According to normal socio-linguistic conventions in normal everyday circumstances, if someone speaking to you adopts a certain tone, and if that tone is acceptable to you, you will probably respond using a tone similar or acceptable to that of your interlocutor. Therefore, when a recorded voice, as in a voice activation system, addresses you using normal intonation, inflexion, rhythm and sentence construction, you are more likely than not to respond in the same way. It is for this reason that systems whose recorded messages require standardised vocal response should not sound human, the simple reason being that robotic voices are much more likely to elicit the kind of robotic response required than are human-sounding messages. One other solution is to revert to keypad input, yet another to employ more real humans to answer queries and to provide services, another to rethink the provision of services in terms of what customers really want, yet another to subscribe to more phone lines and to allow people more direct access to the particular services they require (see last paragraph, below).

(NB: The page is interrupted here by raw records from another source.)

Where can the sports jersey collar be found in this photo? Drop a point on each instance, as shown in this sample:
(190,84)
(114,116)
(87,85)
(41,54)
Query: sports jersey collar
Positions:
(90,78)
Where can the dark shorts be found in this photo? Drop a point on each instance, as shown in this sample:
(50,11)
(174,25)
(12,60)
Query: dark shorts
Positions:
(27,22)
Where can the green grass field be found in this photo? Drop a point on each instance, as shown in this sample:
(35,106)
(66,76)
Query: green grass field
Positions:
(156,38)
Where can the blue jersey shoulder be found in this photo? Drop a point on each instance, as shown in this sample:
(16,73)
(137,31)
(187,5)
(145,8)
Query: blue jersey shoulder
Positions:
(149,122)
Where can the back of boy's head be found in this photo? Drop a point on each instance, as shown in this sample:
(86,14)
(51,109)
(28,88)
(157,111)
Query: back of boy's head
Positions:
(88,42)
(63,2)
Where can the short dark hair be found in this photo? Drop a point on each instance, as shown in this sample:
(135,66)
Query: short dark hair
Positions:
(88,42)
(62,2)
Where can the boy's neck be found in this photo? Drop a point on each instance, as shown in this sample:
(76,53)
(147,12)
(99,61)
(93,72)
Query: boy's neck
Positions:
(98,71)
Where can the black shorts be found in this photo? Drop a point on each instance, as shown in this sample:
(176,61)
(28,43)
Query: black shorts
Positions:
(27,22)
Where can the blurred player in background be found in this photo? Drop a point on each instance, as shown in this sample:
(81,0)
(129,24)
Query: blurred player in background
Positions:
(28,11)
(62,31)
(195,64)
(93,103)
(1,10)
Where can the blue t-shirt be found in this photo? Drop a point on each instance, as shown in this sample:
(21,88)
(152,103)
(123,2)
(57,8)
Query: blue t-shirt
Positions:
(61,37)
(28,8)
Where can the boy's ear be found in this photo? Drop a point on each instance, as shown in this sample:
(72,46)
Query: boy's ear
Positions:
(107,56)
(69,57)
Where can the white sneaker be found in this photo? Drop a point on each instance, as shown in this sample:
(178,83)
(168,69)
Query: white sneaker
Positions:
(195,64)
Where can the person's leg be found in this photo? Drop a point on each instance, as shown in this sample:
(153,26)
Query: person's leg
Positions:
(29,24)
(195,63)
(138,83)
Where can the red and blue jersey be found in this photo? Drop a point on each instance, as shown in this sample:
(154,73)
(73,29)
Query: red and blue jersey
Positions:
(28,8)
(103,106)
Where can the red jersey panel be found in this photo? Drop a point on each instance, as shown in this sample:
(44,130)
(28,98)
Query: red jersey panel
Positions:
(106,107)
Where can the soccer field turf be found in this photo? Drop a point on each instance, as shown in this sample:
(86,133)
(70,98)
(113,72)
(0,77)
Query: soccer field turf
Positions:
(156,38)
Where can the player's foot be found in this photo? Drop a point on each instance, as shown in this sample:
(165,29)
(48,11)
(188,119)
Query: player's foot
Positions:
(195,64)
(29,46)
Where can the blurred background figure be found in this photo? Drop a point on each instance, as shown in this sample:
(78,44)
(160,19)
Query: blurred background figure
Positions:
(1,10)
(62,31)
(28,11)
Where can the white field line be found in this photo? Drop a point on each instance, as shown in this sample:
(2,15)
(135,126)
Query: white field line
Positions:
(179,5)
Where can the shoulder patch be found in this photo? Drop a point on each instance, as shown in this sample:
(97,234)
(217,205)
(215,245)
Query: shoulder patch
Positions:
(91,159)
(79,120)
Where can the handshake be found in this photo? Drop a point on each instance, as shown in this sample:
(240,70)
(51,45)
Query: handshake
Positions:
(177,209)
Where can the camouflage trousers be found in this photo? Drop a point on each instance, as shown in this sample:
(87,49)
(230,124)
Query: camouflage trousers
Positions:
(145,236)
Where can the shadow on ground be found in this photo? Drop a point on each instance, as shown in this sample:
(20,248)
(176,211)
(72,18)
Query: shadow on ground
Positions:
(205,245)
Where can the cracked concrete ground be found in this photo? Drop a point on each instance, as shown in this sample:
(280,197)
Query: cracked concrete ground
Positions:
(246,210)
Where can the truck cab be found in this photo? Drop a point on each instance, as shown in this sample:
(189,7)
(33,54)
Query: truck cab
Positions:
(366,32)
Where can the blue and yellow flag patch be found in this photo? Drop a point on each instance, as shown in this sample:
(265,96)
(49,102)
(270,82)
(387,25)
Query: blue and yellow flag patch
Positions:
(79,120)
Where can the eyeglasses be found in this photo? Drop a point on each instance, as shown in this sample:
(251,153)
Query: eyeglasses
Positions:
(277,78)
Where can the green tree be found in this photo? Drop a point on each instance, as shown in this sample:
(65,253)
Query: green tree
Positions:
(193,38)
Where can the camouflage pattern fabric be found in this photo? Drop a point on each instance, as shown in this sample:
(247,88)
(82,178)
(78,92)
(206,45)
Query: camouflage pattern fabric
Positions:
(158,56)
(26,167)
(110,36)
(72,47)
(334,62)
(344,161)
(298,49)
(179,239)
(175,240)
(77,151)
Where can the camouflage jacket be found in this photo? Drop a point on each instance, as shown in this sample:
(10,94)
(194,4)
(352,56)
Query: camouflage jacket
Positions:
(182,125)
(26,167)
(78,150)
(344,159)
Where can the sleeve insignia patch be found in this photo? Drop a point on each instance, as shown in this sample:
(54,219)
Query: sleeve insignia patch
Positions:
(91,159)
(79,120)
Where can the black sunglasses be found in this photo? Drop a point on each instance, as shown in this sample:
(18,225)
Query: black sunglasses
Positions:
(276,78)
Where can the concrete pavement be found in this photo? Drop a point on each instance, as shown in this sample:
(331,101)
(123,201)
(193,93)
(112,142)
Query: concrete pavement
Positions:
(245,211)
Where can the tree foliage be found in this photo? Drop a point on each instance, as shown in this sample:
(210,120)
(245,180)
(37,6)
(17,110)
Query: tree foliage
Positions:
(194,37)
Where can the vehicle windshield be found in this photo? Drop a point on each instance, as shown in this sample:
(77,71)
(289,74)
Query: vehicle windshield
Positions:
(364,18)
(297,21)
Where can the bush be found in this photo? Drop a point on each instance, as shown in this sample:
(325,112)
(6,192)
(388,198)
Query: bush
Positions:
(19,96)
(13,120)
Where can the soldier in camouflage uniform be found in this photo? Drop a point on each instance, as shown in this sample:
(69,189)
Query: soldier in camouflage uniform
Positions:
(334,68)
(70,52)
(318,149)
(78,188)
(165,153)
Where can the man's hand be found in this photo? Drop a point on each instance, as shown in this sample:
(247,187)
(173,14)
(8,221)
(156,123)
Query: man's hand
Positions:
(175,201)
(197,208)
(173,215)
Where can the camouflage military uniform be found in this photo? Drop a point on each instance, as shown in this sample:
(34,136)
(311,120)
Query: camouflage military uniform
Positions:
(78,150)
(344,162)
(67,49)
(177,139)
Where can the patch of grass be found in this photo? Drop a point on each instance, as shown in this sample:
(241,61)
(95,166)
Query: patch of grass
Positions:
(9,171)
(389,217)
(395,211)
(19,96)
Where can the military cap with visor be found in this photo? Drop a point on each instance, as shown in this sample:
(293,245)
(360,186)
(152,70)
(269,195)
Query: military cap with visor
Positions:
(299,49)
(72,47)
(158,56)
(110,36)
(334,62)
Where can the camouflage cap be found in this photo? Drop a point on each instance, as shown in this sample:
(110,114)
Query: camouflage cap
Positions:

It took me sixteen minutes to find out just part of what I needed to know from Fido, with their expensive voice non-recognition system. Compare that with the 28 seconds it took me to phone up and find the time of the next 161 bus going east from the stop at the corner of my street (click here to hear that!). Thats 34 times faster than Fido to access highly specialised information! Even though theres just one phone number for information covering the whole of the Montréal public transport system, theres no fuss: no menu, no voice recognition, no pseudo-human machine fetishes, no farting about at all. The volume is also reasonably constant and every statement totally comprehensible. What a relief! Thank you, STM! Fido should learn from you. Capitalism sucks. Public services rule!